Le sujet a été abordé avec la mairesse, Lise Landry, lors d'un entretien qui a duré plus d'une heure hier midi, à l'hôtel de ville.
Créé en 2001 par le gouvernement du Parti québécois, le Groupe Énergie a cessé ses activités quatre ans plus tard. Les libéraux n'avaient pas voulu reconduire le financement de l'organisme présidé par Yves Duhaime, prétextant qu'il n'avait pas livré la marchandise.
La mission de départ s'avérait pourtant prometteuse pour la région. La ministre responsable de la Mauricie, Julie Boulet, avait mentionné que le gouvernement souhaiterait transférer certaines sommes d'argent au Centre local de développement de Shawinigan, pour poursuivre le développement de cette filière.
Toutefois, cette volonté ne s'est finalement jamais rendue au CLD, qui se débattait avec une grave crise interne entre 2005 et 2007.
Or, M. Pinard croit qu'un organisme semblable demeure tout à fait pertinent à Shawinigan.
«Je ne parle pas de la résurrection du Groupe Énergie», commente-t-il. «Appelons ça autrement, parce qu'il y en a qui sont allergiques à ça!»
«Il faut absolument qu'on revienne avec une société de commercialisation qui aura les ressources nécessaires pour investir dans les PME», ajoute-t-il.
«Nous avons un créneau tout à fait particulier. On part notre développement économique avec ce qui se passe dans nos deux centres de recherche (le Centre national en électrochimie et en technologies environnementales et le Laboratoire des technologies de l'énergie). Mais une fois que les chercheurs ont fait des découvertes, il faut les commercialiser!»
Le mécanisme importe peu, souligne le candidat péquiste. L'important demeure la liaison entre le promoteur et le chercheur. «On sait que les banques n'embarquent pas là-dedans», rappelle-t-il.
Pour Shawinigan, le retour d'un organisme avec un créneau semblable représente «le nerf de la guerre», selon M. Pinard.

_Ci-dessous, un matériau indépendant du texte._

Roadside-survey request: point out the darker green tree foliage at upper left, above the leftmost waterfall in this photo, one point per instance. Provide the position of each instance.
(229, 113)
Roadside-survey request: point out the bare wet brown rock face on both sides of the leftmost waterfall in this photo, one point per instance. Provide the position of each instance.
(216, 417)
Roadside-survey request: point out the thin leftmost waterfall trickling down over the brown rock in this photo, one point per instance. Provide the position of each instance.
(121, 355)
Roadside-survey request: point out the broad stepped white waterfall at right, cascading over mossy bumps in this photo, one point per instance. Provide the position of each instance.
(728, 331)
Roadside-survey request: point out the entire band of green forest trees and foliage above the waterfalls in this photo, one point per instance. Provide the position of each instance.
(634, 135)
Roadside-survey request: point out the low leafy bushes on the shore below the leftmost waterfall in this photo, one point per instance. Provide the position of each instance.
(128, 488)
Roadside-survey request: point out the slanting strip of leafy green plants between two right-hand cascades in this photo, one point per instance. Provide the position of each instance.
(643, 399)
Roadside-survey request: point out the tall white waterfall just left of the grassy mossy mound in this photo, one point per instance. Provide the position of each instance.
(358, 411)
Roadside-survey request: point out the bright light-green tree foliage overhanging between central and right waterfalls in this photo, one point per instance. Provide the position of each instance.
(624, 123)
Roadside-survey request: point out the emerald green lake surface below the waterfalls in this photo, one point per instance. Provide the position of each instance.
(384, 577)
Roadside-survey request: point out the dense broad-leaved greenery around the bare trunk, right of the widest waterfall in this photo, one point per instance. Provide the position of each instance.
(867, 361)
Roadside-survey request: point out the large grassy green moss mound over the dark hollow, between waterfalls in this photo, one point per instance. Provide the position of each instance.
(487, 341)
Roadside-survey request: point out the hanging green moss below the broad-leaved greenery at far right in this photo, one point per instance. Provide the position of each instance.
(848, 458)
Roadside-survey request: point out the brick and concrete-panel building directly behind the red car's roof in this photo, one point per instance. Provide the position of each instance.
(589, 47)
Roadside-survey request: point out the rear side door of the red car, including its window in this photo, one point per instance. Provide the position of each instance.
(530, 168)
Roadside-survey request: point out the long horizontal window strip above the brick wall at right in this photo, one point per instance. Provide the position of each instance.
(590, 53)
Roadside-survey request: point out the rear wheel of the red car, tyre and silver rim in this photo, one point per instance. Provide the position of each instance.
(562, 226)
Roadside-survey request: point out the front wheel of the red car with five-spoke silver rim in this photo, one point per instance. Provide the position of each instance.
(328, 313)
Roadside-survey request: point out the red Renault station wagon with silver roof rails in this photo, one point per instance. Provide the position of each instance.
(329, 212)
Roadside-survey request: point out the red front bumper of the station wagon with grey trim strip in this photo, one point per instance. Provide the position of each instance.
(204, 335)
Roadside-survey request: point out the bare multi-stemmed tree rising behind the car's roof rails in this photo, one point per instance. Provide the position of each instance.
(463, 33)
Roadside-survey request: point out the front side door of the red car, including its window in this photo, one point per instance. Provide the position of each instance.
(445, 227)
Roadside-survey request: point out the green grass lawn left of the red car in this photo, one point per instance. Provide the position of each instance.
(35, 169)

«Nous avons les instruments chez nous!», insiste-t-il. «Ne laissons pas passer ça pour que ça se développe à Montréal, à Laval, en Beauce ou ailleurs! Érigeons tout de suite un barrage à Shawinigan pour que ça arrête ici!»
M. Pinard reprend l'appellation de la Vallée de l'énergie, une désignation régionale qui doit vraiment prendre son envol.
«Pourquoi jeter un as à la poubelle?», image-t-il. «Il faut en profiter! Je ne suis plus à l'étape du rêve, mais de la réalité. Il ne faut pas que ce soit le cheval de bataille d'un seul individu, mais d'une collectivité.»